Budget report shows recent uptick in local tourism, retail and real estate markets.

 

According to projections presented at last night's City Council meeting, the local economy in South San Francisco appears to be improving.

In discussions leading up the council's unanimous approval of the proposed budget for the upcoming fiscal year, city officials painted a optimistic vision of the local economic outlook.

Much of the positivity was based on significant upticks in the city's hotel industry, which has seen growth to the tune of approximately 17% in room occupancy rates from the year prior, according to city documents.

And the figures presented at the meeting Wednesday night did not account for the influx of visitors who earlier this month stayed in South San Francisco while attending the US Open Golf Tournament.

City officials also believe that the tourism and hotel industry will continue to gain momentum, as the America's Cup boat races will soon be coming to the Bay Area, and this year the San Francisco International Airport is expecting its busiest summer travel season ever.

The influx of visitors staying overnight in local hotels has a greater impact on city finances than in the past, after voters passed a 1% transient occupancy tax in 2009.

But hotels are not the only thriving local industry, nor is the increased traffic through South San Francisco the only reason for city officials to feel optimistic about revenue projections.

According to a staff report, retail tax receipts in South San Francisco are up 6% from the year prior, which is being driven by increased business at department stores as well as wholesale building suppliers.

As well, the local residential real estate market seems to show signs of improvement, according to city documents.

More homes sold last year at a higher price than in previous years, but the median home value in South San Francisco dropped from $450,000 to $431,000 this year, said the documents.

Overall, initial expectations are that the city will go into the new fiscal year with a $1.1 million surplus, before funds are transferred for capital improvements, department equipment services, and a variety of other demands. Undesignated reserve funds appear healthy as well.
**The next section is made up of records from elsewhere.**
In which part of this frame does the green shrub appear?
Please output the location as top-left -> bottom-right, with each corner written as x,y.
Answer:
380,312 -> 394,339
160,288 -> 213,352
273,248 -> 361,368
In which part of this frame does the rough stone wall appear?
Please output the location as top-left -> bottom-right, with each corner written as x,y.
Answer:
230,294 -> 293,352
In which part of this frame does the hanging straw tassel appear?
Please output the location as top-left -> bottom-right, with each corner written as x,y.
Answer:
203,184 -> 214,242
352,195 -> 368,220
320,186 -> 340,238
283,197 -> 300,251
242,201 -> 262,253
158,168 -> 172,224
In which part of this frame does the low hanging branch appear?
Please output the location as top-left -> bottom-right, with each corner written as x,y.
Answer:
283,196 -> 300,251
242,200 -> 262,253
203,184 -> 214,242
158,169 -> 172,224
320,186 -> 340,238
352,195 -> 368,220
But it is also clear that officials expect to feel the pain of dissolving the city's redevelopment agency for years to come, and fear that it will be difficult to generate new local business opportunities.

In other business at the meeting, council member unanimously agreed to carry over the rate schedule for water services to residents and businesses for the upcoming year.

But some officials indicated that changes to the schedule may be on the horizon when the council readdresses the issue next year, at which point they will charged with the duty of setting a new multi-year rate plan.